Blind Bliss

Le vide absolu dans mon esprit.

Le silence.

L’obscurité.

Ils m’entourent, comme une gangue de néant.

La seule chose me permettant de savoir que je suis en vie est le frottement rêche d’un tissu sur ma peau.

J’étouffe. Je suis seule.

Où donc est le reste de la Terre, où sont les autres gens ?

Mon monde se résume au contact désagréable d’un linceul plastique sur mon ventre.

 

Un souffle sur ma peau, une main sur ma joue, je tente d’ouvrir les yeux mais les volets de mon âme restent clos dans leur obscurité obstinée.

Je ne vois rien.

Je n’entends rien.

Pas même ma voix, alors que je sens ma mâchoire bouger, mes lèvres articuler et mes cordes vibrer comme sous l’effort des doigts de fée d’une harpiste. J’attends une réponse qui ne viendra jamais, la main quitte mon visage et s’approprie mon poignet, qu’elle serre à m’en faire mal.

Je n’entends rien.

Lentement les larmes remplissent mes yeux ouverts sur un vide d’invisibilité.

 

Je ne peux pas savoir si c’est le jour ou la nuit, alors je dors quand les mains me lâchent. Elles ne sont pas toutes différentes. Celles des infirmières – je suppose – reviennent souvent, notamment celle de « Perfusion ». Elle est un peu rêche, usée par l’usage trop régulier de solutions antiseptiques ; je le sens à travers son gant.

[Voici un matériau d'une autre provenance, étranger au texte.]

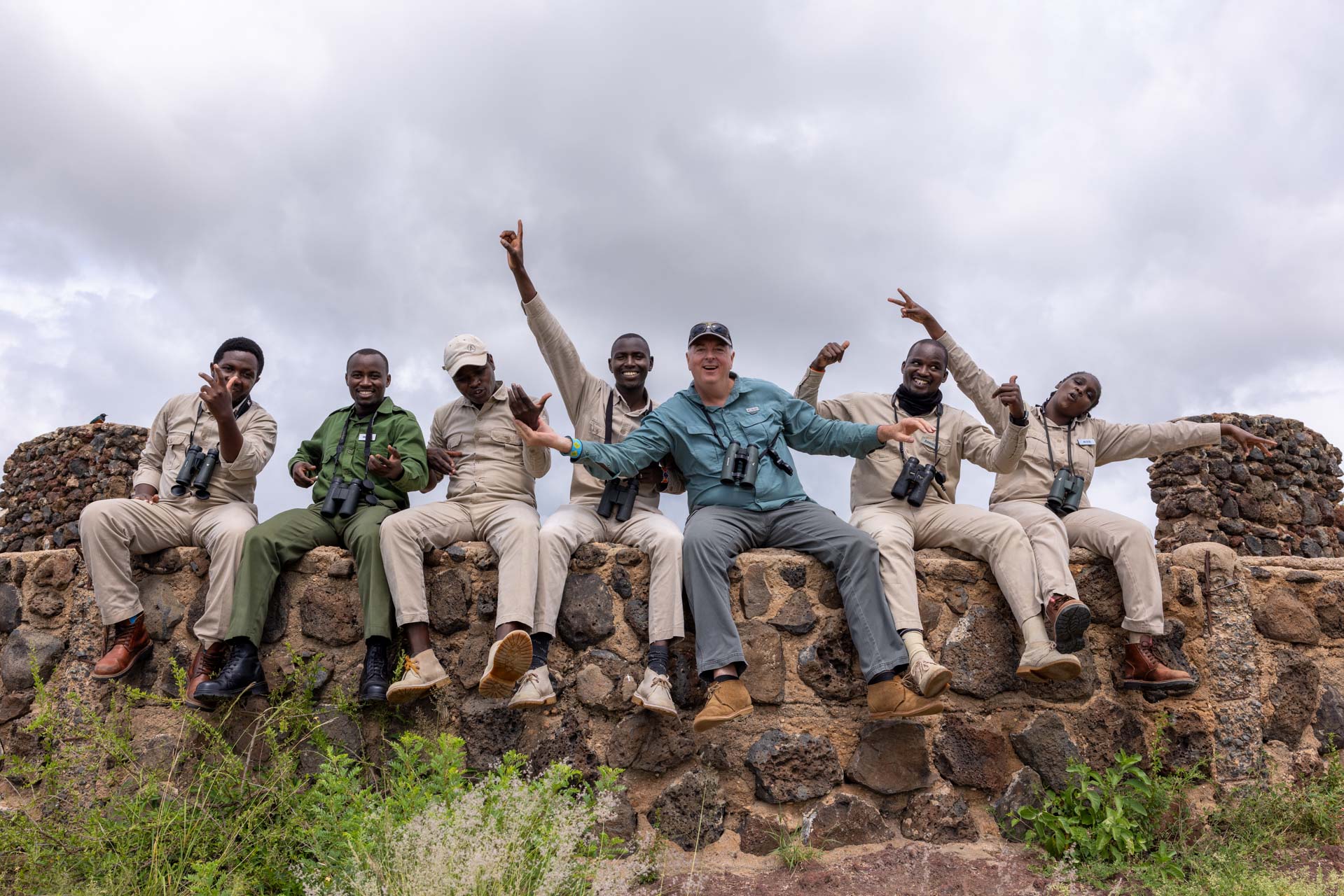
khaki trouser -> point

Je sens beaucoup de choses.

Mais ce que je sens le plus souvent, c’est cette première main. Elle est tellement présente…

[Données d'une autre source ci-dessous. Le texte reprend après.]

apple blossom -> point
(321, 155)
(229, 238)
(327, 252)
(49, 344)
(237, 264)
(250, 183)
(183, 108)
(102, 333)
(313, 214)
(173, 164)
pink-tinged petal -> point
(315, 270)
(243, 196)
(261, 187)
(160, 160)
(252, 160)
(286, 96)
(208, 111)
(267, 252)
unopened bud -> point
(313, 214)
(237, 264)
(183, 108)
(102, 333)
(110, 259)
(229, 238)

Je la connais par cœur. Chacune de ses lignes, de ses empreintes, de ses cellules est comme incrustée dans ma peau, code barre illisible au toucher.

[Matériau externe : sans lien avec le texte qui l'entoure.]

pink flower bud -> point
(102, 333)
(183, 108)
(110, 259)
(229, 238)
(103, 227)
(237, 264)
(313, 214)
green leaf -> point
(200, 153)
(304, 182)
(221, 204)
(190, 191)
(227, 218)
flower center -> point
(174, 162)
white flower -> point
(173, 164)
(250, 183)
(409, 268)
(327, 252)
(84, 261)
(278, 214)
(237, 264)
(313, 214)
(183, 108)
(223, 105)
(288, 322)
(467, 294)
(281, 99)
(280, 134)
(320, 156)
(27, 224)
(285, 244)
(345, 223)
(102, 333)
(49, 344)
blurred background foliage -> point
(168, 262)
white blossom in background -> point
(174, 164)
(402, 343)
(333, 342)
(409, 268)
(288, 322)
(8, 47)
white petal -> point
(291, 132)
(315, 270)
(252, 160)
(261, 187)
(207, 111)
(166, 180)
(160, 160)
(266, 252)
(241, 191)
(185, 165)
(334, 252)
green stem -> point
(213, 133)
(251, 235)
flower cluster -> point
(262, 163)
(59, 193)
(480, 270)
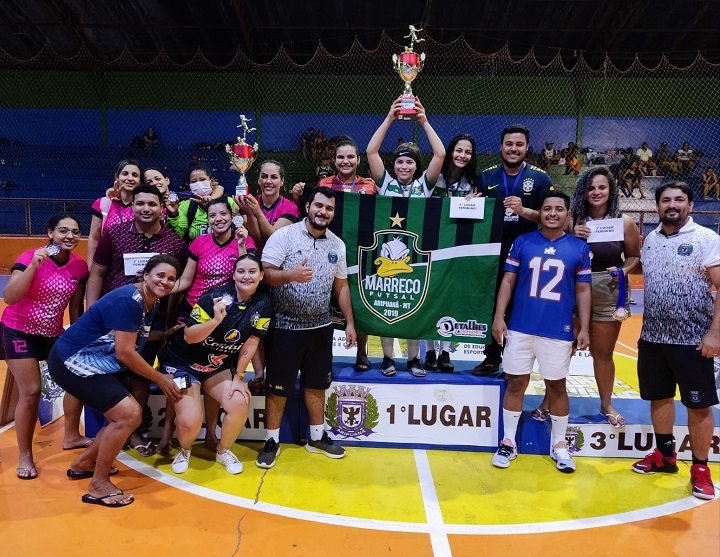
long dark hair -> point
(470, 171)
(579, 200)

Je la reconnaîtrai entre toutes. Elle est souple, froide, féminine.

J’ai du mal à me concentrer suffisamment longtemps pour me souvenir à qui elle pourrait bien appartenir.

Alors je reste là à sentir sa présence lorsqu’elle entre en scène.

Bien souvent, elle est posée sur mon poignet, tranquille mais un peu crispée, comme secouée d’un chagrin qu’elle essaie de maîtriser.

Mais elle ne me parle jamais.

 

Lorsqu’aucune main ne me touche, je m’entraine à parler et à comprendre sans entendre ce que je dis. J’ai l’impression de grommeler entre mes dents. C’est difficile mais en quelques éternités j’y suis parvenue.

Il me suffisait de maîtriser l’angle de la mâchoire.

J’entends presque ce que je dis. Mon cerveau reconstruit ma voix à partir des mouvements de mes lèvres, de la pression de mes mandibules sur mes oreilles. Mais je n’entends toujours rien.

Par période, je sens la main effleurer ma joue, mon menton, mes pommettes, timide comme si elle avait peur de me briser par ses tremblements. J’ai même attrapé une fois le frôlement d’une goutte de pluie rapidement essuyée par une manche de coton soyeuse.

 

Des flashs fugitifs percent l’obscurité de ma cécité, éclairs de l’orage qui chamboule ma mémoire.

Mon cerveau n’a pas oublié ses anciennes visions et je vois de la lumière qui épingle ma rétine, sensation brûlant l’hippocampe de mon esprit.

Je vois.

 

Une boîte de nuit.

La musique me prend la tête, j’aurais presque envie de plaquer mes mains sur mes oreilles si je n’étais pas autant heureuse d’entendre à nouveau.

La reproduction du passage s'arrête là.